Case in point 13—Swarovski’s Water Schools
Corporate social responsibility and a green agenda support sustainable business practices
Austria-based Swarovski offers beautifully-crafted crystal gift items, fashion accessories, jewellery, watches, home décor, etc. Swarovski commenced operations in India in 2002 and plans to maintain 30 dealer-authorised stores in India by 2012. Swarovski vies India as a high-potential market for further earnings, revenue and growth.
The green agenda at Swarovski is blue!—Swarovski’s Water School for a Living Yangtze
The increasing world population, rising urbanisation levels, unsanitary conditions, climate change and enhanced water use are placing a strain on the world’s water resources. To that end, Swarovski maintains a strong commitment to water management through its programme involving Water Schools. Water is an essential resource for the company and is the main theme of its Corporate Social Responsibility strategy. Swarovski’s water schools programme involves working with school children, who are viewed as the future custodians of the world’s water resources. While there is enough water on earth for all people, it must be wisely managed and justly distributed. Children need to know about the issues and problems of the world’s limited water resources and its sustainable management. This belief prompted the development of the Water Schools programme. Swarovski is creating Water Schools for three rivers, namely the Amazon (South America), Yangtze (China) and the Ganges (India).

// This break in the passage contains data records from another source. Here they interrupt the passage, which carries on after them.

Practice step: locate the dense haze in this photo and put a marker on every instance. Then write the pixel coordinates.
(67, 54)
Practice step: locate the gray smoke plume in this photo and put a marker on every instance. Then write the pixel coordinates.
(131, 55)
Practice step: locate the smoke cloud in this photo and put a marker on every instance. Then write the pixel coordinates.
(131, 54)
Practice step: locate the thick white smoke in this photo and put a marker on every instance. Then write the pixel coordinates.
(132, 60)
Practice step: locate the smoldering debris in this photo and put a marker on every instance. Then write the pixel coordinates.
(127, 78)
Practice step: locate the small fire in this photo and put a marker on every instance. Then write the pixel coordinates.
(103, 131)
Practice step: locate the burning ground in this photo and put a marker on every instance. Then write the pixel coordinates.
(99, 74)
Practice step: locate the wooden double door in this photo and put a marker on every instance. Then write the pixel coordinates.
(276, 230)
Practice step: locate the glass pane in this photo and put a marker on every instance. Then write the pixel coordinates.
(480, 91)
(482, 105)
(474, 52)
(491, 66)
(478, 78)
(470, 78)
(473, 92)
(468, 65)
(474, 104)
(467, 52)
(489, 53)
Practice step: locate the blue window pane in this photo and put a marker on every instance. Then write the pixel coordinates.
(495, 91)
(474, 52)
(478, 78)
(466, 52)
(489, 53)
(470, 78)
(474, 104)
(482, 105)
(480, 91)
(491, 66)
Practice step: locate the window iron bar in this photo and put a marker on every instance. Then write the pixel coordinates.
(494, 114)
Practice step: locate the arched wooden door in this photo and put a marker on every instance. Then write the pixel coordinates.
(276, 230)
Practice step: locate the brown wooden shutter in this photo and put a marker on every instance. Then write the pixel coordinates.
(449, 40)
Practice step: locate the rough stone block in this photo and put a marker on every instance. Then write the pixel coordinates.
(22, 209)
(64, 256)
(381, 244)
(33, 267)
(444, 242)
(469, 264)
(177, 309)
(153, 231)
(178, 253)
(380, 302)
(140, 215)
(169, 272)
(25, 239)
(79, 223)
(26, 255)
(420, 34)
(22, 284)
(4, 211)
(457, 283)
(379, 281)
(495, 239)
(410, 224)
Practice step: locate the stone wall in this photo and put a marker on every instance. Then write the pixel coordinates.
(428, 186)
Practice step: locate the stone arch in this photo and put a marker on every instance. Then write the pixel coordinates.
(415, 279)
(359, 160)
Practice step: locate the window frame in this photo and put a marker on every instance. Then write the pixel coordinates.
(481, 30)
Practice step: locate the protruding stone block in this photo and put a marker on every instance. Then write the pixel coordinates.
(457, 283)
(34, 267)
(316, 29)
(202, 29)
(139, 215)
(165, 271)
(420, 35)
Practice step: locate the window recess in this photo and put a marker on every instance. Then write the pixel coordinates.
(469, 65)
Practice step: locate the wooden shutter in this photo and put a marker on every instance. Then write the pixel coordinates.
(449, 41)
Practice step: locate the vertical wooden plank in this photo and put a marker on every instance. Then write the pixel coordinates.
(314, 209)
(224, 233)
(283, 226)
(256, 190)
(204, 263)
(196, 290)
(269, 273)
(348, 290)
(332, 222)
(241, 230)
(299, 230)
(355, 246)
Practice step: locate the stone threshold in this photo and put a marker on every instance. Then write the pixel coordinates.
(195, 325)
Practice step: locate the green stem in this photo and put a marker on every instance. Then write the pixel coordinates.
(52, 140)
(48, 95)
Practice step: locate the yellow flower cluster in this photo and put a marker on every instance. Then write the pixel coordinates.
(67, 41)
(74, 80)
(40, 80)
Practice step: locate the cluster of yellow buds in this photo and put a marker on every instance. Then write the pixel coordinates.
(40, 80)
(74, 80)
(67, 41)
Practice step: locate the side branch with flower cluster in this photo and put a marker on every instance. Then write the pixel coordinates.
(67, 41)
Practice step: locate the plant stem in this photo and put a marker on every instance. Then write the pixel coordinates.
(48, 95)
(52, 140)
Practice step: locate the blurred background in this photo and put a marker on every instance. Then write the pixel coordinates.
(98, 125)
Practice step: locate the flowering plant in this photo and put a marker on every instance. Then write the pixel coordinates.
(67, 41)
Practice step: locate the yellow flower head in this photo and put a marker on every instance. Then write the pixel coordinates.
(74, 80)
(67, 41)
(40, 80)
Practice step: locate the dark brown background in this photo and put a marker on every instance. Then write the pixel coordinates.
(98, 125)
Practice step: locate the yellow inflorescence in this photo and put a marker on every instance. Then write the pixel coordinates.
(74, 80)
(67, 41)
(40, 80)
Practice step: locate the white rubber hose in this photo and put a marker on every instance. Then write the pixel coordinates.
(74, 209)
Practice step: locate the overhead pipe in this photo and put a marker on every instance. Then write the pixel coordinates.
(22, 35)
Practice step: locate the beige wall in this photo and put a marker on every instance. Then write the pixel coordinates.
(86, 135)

The goal of a Water School is to create awareness and understanding of:
The fundamental importance of the ‘resource water’ for all life on earth,
The ecological, economic, social and cultural problems affecting it locally and globally,
The principles of wise and sustainable water management, and
The responsible actions by individuals, communities and governments
The methods of the Water School are:
To produce imaginative and motivating teaching materials
To train and motivate the teachers
To reach the children through their minds, hearts and hands
To make the children ambassadors of change to influence their families and communities
to care for the limited water resources
Since Swarovski is in the midst of developing its Water School for the Ganges, we choose to discuss its Water School for China’s Yangtze River, called the Water School for a Living Yangtze (2008 – 2011). (It is envisioned that India’s Water Schools will be similar to the schools in China.) China has only seven percent of the global water resources for 20 percent of the world’s population. Four hundred cities are facing severe water shortages and 300 million people do not have access to clean drinking water. China also suffers from severe pollution (40 percent of water in major rivers is only fit for industrial and agricultural use) and the worst soil erosion problems in the world (37 percent of China is impacted by agricultural and industrial development, overexploitation for irrigation, large hydro-power developments and droughts and global temperature increase).